LiesbethHet was te lastig.
Annemarie: Weer een goede actie van Liesbeth, maar ik heb haar door.

HadewychIedereen praat met elkaar, behalve Annemarie, dat kan ook slim zijn als kandidaat, maar het valt wel erg op.
Anne Marie: ik doe het op mijn manier. Ik heb het allemaal in mijn boekje staan en allemaal hier (wijst naar hoofd)

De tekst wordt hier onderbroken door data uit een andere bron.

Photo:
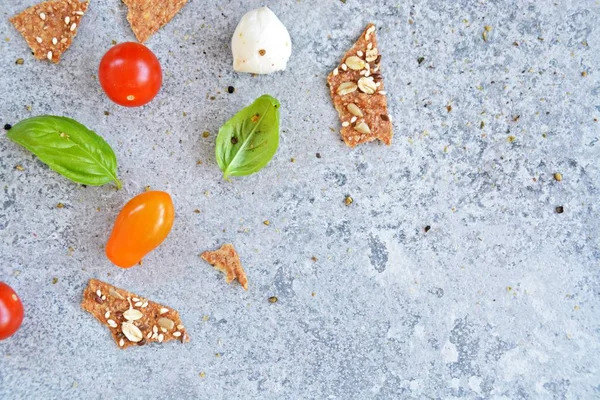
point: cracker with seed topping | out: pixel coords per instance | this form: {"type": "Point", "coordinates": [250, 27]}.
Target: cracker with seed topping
{"type": "Point", "coordinates": [227, 260]}
{"type": "Point", "coordinates": [146, 17]}
{"type": "Point", "coordinates": [49, 27]}
{"type": "Point", "coordinates": [358, 94]}
{"type": "Point", "coordinates": [132, 320]}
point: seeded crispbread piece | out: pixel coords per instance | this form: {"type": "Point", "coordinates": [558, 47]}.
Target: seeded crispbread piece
{"type": "Point", "coordinates": [146, 17]}
{"type": "Point", "coordinates": [358, 94]}
{"type": "Point", "coordinates": [226, 259]}
{"type": "Point", "coordinates": [49, 27]}
{"type": "Point", "coordinates": [132, 320]}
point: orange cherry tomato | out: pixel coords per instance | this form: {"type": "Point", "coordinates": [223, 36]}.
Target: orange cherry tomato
{"type": "Point", "coordinates": [141, 226]}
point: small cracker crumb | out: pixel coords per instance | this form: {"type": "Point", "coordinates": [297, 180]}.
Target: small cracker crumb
{"type": "Point", "coordinates": [228, 261]}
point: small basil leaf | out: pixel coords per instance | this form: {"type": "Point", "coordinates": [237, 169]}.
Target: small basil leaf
{"type": "Point", "coordinates": [249, 140]}
{"type": "Point", "coordinates": [69, 148]}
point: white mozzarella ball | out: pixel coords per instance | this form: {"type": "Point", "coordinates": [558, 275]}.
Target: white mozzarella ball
{"type": "Point", "coordinates": [261, 43]}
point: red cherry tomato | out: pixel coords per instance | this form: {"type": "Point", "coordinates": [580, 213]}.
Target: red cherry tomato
{"type": "Point", "coordinates": [11, 311]}
{"type": "Point", "coordinates": [141, 226]}
{"type": "Point", "coordinates": [130, 74]}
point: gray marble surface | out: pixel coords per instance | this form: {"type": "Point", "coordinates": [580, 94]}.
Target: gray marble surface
{"type": "Point", "coordinates": [499, 299]}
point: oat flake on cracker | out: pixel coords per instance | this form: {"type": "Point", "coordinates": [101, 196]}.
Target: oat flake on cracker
{"type": "Point", "coordinates": [49, 27]}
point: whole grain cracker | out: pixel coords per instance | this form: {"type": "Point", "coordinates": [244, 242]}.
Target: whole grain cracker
{"type": "Point", "coordinates": [146, 17]}
{"type": "Point", "coordinates": [120, 311]}
{"type": "Point", "coordinates": [358, 93]}
{"type": "Point", "coordinates": [49, 27]}
{"type": "Point", "coordinates": [227, 260]}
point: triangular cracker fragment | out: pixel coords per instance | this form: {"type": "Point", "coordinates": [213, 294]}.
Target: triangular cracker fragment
{"type": "Point", "coordinates": [49, 28]}
{"type": "Point", "coordinates": [358, 94]}
{"type": "Point", "coordinates": [132, 319]}
{"type": "Point", "coordinates": [146, 17]}
{"type": "Point", "coordinates": [227, 260]}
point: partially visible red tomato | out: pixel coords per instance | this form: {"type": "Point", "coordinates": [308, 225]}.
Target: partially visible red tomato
{"type": "Point", "coordinates": [11, 311]}
{"type": "Point", "coordinates": [141, 226]}
{"type": "Point", "coordinates": [130, 74]}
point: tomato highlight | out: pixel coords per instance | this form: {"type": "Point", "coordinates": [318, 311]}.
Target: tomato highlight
{"type": "Point", "coordinates": [11, 311]}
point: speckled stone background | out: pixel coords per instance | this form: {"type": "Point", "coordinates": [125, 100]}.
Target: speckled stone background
{"type": "Point", "coordinates": [499, 299]}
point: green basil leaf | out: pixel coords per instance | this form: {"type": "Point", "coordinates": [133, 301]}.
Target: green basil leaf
{"type": "Point", "coordinates": [249, 140]}
{"type": "Point", "coordinates": [69, 148]}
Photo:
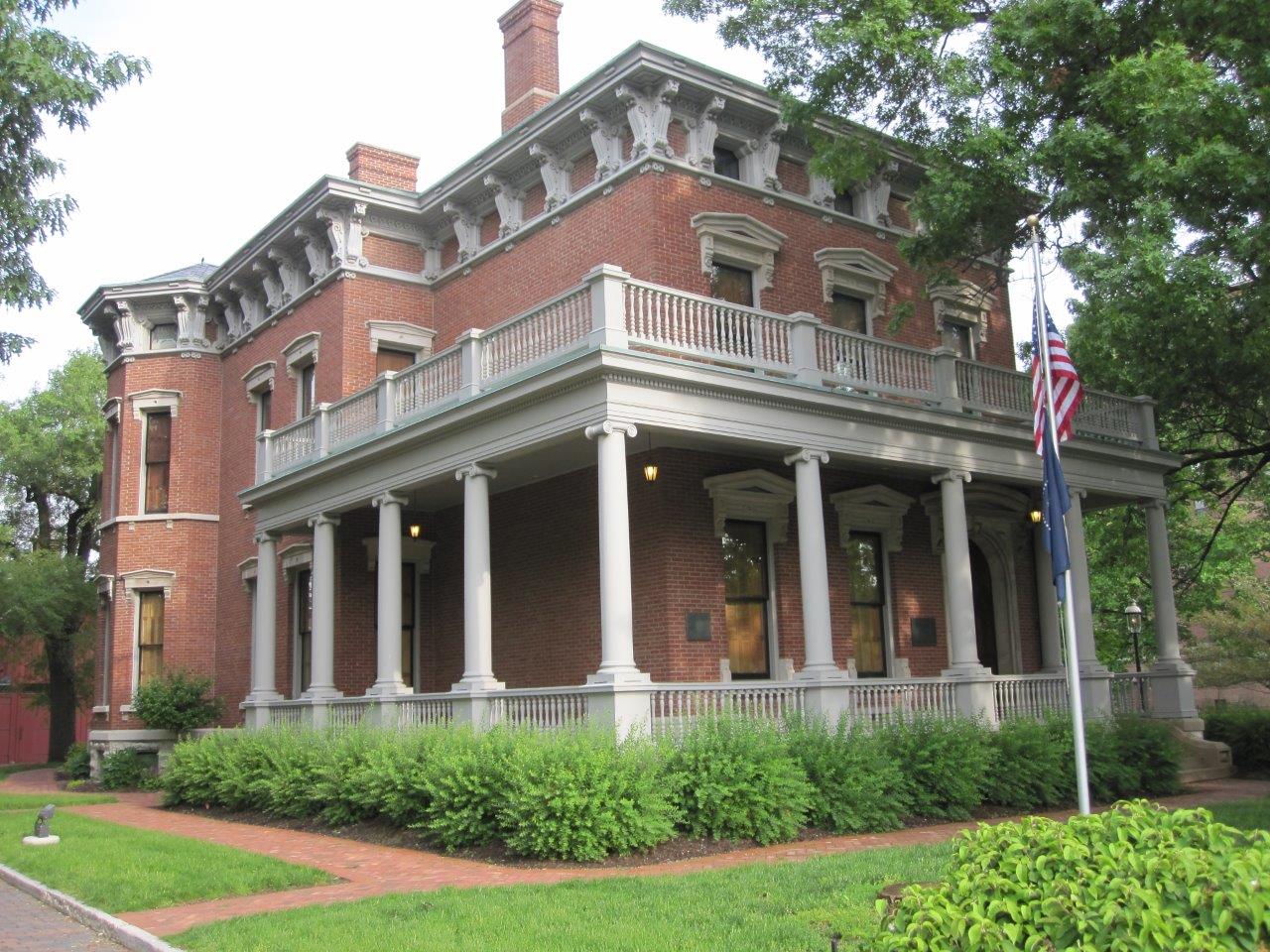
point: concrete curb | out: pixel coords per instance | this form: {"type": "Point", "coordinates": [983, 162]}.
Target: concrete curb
{"type": "Point", "coordinates": [125, 933]}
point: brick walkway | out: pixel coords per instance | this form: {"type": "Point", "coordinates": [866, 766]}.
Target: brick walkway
{"type": "Point", "coordinates": [30, 925]}
{"type": "Point", "coordinates": [368, 870]}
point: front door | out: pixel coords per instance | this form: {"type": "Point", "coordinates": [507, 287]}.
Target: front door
{"type": "Point", "coordinates": [984, 610]}
{"type": "Point", "coordinates": [744, 571]}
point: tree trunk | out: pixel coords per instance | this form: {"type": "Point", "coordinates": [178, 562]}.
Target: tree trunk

Hadewych: Ik weet het is ’s ochtends vroeg maar ik wil je toch even vragen ben jij de mol?
Annemarie: Misschien wel
Hadewych: waarom zou jij de mol kunnen zijn?
Annemarie: omdat ik gewoon heel slim het spel kan spelen.
Hadewych: wilde jij de mol zijn?
Annemarie: Ik wilde wel de mol zijn.

Hadewych: Ben jij de mol?
LiesbethIk ben niet de mol. Ben jij de mol?
Hadewych: Ik ben niet de mol. Waarom ben jij niet de mol?
Liesbethja dat is een goede vraag die ik heel moeilijk kan beantwoorden. Ik dacht dat wij een soort van vertrouwensband hadden en dat ik dat wel voldoende heb laten blijken.
Hadewych: Dus wij hebben een vertrouwensband?
Liesbeth: Ja daar ging ik van uit. Maar dat voel jij niet?
Hadewych: (vertwijfeld) ja wel.
Visopdracht
Frits: Is dat een vis?
Frits even later: ojajaja
Liesbeth: zullen we hem eerst even tekenen?
Tim: Ja slim
Tim: in principe ben ik heel slecht in puzzels, maar dit was een eitje.
Liesbeth: Ik heb niet heel erg meegedaan, want bij dit soort opdrachten gaat onze groep heel erg schreeuwen en ik verwacht niet dat het sneller gaat als ik mee ga schreeuwen.
Hadewych: De jongens waren vooral bezig. En Frits die schreeuwt altijd als hij kan schreeuwen.

William: Het klopte en voor mijn hersens ben ik er erg blij mee. Hij heeft 2000 verdiend voor de pot.
Tijdens het invullen van de test:
Hadewych: Ik ben niets wijzer van mijn vragen geworden.
Liesbeth: waarom vraag je mij niets Annemarie. Je moet heel veel te weten komen.
Frits: Liesbeth deed ook bij de visopdracht weer iets raars.
Annemarie: Ik vind het echt vreselijk. Iedereen doet verdachte dingen. Ik ga op twee mensen. Ik durf niet op één te gaan. Daar ben ik veel te schijterig voor.
William: Heel af en toe denk ik Tim is de mol. Die doet helemaal niks.
Tim: ik weet echt niet wie de mol is. Ik heb geen flauw idee meer. Misschien ben ik de mol wel en hebben ze het nog niet tegen me gezegd.

Frits na zijn rode scherm: Ja, jammer, het is ongelooflijk hoe close je wordt na 2 weken. Ik heb de test niet goed ingevuld, ik was niet scherp genoeg.  Het verschil tussen een afscheid in de politiek en afscheid van de mol. Bij de politiek kun je nog terug.